このアメリカの「航行の自由作戦」に対しては、予想された通り、中国は、「強烈な不満」を表明しました。しかしながら、中国の反論は、支離滅裂としか言いようがありません。何故ならば、自らの人工島建設については、「航行・飛行の自由に影響を及ぼさない」と主張する一方で、実際に、アメリカが航行の自由を実行すると、「航行の自由を名目に中国の主権と安全を損なうことには断固反対する」と批判しているからです。航行の自由を認めた前言と、航行の自由を中国の主権を損なう行為と見なした後者との間には、明らかに矛盾があるのです。
領海とは主権が及ぶ範囲ですので、中国は、人工島に領海を設定した時点で、航行の自由に対する制限を宣言したようなものです。
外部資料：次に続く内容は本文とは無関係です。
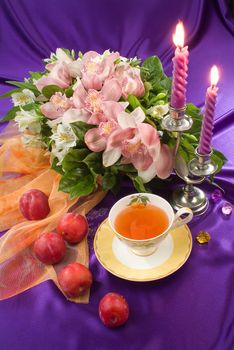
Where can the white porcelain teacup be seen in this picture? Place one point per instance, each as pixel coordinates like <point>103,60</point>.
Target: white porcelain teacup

にも拘らず、中国は、人工島の建設と領海の設定に対する国際社会からの批判をかわすために、航行の自由は保障されていると「嘘」を吐いたのであり、この「嘘」が、矛盾に満ちた苦し紛れの言い訳として現れているのです。
中国は、国際社会の一員、かつ、国連の加盟国として、国際法を誠実に順守する義務を負います。そして、中国による違法な領海の設定は、国際社会において、決して認められることはありません。南シナ海問題については、国連が沈黙する中、国際社会の法秩序の守護者として、行動で中国の違法行為を阻止しようとしたアメリカに正義があるのではないかと思うのです。